Privacy Notice
Last updated: February 22, 2026
This notice describes how DRTV Attribution handles personal data when organizations use the platform for analytics, governance, and operational reporting.
1. Data Controller and Contact
The customer organization is the primary controller for campaign and donation data uploaded to the platform. The platform provider acts as processor for hosted services.
Privacy requests: privacy@example.org
2. Categories of Data
Uploaded datasets may include operational campaign data, transaction timestamps, campaign identifiers, donation amounts, and user account metadata (name, role, authentication events).
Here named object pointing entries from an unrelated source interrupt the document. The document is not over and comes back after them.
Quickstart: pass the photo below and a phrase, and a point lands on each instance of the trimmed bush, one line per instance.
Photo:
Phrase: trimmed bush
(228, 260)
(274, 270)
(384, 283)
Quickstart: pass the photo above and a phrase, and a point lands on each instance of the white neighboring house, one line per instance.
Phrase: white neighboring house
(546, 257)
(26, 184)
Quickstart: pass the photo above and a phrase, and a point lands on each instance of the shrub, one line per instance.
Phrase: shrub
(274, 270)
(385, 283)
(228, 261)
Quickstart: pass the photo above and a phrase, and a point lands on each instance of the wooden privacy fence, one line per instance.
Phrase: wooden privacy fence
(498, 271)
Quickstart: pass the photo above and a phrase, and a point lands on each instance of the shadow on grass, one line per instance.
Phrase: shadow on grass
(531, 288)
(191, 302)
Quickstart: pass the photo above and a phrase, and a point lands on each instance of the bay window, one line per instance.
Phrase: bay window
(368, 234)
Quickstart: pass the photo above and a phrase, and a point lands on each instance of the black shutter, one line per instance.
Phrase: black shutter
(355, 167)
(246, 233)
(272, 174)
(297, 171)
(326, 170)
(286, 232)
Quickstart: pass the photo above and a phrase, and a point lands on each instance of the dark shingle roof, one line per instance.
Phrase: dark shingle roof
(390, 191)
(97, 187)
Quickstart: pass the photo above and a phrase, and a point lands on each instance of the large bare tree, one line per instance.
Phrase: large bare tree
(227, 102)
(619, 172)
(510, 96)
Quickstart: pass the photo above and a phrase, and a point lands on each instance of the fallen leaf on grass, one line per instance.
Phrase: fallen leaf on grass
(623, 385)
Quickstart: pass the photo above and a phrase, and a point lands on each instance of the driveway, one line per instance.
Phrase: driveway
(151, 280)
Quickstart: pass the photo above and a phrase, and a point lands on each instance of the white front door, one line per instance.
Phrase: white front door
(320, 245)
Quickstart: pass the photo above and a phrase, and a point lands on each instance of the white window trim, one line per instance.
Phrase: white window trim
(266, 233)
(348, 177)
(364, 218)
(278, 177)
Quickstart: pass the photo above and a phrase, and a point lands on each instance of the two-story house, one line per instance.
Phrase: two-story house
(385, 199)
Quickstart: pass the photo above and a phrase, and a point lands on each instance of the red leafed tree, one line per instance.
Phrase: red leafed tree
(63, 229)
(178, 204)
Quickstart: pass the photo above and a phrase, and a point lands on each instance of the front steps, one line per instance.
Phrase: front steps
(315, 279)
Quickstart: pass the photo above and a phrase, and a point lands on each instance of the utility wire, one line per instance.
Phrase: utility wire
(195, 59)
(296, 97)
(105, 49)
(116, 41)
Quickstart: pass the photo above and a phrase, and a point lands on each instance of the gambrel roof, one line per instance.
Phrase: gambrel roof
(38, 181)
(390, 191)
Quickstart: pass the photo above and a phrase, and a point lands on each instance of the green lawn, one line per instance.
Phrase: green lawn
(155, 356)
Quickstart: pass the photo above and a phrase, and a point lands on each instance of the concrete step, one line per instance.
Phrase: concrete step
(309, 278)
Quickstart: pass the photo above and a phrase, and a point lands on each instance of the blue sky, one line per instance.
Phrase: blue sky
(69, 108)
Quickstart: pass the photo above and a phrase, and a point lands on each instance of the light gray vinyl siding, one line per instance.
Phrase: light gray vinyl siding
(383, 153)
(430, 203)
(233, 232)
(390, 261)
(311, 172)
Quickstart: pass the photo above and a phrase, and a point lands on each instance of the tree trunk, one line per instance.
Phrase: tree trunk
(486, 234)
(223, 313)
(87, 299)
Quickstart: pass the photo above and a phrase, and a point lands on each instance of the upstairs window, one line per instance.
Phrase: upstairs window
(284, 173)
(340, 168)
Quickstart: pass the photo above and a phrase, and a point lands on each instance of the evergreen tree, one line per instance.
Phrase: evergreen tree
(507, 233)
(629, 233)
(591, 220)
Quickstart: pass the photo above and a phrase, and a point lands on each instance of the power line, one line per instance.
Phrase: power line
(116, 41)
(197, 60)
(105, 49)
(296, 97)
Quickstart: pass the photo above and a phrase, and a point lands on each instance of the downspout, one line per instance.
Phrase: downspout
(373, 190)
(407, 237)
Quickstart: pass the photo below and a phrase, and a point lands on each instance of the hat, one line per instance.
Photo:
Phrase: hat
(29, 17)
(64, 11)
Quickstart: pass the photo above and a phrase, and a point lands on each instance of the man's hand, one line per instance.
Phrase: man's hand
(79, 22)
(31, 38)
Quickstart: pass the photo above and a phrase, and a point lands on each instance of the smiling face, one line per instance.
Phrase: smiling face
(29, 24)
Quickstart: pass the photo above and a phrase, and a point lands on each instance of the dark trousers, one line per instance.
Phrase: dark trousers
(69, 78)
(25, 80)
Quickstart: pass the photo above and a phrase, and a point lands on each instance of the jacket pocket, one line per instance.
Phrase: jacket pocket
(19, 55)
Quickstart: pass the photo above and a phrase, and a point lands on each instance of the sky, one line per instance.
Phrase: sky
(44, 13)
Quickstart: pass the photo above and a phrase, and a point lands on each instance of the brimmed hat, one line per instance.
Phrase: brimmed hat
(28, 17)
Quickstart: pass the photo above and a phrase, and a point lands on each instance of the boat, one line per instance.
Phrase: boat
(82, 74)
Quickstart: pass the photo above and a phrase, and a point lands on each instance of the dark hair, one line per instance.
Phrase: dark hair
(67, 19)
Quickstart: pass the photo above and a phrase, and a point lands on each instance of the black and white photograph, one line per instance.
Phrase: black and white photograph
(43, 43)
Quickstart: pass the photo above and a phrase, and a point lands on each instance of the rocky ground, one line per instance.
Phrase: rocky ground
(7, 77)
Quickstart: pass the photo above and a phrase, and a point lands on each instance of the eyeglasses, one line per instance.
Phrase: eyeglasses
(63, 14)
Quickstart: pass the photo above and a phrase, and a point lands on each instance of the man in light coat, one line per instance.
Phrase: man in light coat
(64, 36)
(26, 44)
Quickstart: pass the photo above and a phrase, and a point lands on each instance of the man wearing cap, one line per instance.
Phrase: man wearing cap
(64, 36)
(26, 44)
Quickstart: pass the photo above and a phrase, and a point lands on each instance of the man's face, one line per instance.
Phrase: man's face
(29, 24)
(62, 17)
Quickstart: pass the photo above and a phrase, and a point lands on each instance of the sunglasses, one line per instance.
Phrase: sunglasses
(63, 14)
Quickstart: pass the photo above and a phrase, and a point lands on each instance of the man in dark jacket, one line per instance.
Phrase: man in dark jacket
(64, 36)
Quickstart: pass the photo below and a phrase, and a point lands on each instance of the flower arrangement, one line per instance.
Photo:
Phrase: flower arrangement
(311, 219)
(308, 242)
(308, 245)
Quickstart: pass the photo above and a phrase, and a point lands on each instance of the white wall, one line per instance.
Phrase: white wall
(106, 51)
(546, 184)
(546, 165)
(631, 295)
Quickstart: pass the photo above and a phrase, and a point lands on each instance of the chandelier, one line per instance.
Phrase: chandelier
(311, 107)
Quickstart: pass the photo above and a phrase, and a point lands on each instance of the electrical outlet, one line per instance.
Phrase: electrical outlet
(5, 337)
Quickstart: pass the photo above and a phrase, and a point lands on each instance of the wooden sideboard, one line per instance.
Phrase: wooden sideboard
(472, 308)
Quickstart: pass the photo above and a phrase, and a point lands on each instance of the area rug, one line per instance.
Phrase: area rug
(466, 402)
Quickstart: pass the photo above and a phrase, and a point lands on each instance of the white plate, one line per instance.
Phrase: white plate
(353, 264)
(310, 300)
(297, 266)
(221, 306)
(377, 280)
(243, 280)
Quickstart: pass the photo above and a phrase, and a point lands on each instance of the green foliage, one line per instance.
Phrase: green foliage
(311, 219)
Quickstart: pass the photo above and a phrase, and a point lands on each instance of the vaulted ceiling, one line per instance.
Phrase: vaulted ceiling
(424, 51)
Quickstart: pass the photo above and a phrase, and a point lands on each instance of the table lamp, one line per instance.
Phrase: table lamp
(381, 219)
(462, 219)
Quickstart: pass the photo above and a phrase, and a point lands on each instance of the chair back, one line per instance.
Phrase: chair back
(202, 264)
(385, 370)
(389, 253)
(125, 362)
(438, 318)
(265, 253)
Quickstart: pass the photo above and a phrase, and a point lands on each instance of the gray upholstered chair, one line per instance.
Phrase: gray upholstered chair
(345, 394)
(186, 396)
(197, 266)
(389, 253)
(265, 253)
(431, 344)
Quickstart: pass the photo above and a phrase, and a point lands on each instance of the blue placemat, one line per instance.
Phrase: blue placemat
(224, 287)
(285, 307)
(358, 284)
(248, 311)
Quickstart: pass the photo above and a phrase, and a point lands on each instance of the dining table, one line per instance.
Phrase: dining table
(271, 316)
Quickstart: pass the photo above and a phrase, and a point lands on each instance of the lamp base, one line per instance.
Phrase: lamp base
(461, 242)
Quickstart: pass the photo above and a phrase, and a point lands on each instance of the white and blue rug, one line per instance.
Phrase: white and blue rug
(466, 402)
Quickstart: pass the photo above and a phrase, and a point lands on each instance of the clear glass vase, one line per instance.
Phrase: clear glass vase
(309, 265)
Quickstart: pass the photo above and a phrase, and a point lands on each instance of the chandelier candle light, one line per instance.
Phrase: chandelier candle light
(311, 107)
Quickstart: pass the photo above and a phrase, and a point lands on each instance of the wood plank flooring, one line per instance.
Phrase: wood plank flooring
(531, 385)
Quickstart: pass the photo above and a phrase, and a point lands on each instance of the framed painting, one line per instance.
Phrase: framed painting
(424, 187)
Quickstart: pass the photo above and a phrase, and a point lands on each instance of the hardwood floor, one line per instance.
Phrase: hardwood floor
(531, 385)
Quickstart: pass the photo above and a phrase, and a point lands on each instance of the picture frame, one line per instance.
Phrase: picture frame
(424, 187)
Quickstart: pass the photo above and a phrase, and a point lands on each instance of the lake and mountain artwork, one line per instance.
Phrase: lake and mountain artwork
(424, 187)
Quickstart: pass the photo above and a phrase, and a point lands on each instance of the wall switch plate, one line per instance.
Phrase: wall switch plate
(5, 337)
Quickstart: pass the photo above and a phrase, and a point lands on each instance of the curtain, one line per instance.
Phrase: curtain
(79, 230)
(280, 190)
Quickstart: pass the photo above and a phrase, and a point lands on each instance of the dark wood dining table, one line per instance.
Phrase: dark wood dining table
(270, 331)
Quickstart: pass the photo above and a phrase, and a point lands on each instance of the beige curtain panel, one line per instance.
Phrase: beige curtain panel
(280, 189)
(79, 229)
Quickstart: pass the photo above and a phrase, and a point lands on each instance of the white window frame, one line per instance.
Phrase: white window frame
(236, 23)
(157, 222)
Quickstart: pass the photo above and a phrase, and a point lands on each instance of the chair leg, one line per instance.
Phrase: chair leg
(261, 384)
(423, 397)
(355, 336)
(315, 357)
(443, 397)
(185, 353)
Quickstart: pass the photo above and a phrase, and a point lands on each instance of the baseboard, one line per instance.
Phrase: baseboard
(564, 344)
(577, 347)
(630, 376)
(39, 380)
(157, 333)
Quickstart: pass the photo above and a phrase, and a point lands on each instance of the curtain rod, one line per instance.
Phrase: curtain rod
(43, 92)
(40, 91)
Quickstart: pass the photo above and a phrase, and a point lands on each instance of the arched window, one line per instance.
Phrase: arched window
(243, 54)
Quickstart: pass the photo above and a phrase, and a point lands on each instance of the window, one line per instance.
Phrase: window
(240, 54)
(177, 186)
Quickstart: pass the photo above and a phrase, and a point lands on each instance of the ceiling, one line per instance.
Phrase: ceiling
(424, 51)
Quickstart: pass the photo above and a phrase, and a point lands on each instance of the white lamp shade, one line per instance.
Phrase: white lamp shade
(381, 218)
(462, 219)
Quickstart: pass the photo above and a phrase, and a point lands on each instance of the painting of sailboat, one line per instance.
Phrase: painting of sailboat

3. Purposes and Lawful Basis
Data is processed to provide attribution analytics, secure access control, auditability, and service reliability. Typical legal bases are contract performance and legitimate interests in service security and fraud prevention.
4. Retention
Retention periods are defined by customer policy and contractual settings. Audit and governance records may be retained longer where required for compliance, financial accountability, or dispute resolution.
5. Security Controls
Controls include role-based access, authentication, rate limiting, security headers, signed audit exports, and operational monitoring. Customers are responsible for access governance in their own tenant.
6. International Transfers
Where data is transferred across jurisdictions, contractual and technical safeguards must be applied by the customer and provider according to applicable law.
7. Data Subject Rights
Depending on jurisdiction, individuals may request access, correction, deletion, restriction, portability, or objection. Requests should be directed to the customer organization first, then to the provider where processor support is required.
8. Subprocessors
Hosting and infrastructure subprocessors may be used to provide runtime services, monitoring, and backup. Customers should maintain an approved subprocessor register in procurement records.
9. Incident Response
Security incidents are handled under documented runbooks. Material incidents affecting personal data are escalated and notified according to contractual and legal obligations.
10. Policy Updates
This notice can be updated to reflect legal, operational, or architectural changes. Material changes should be reviewed with legal and compliance stakeholders before release.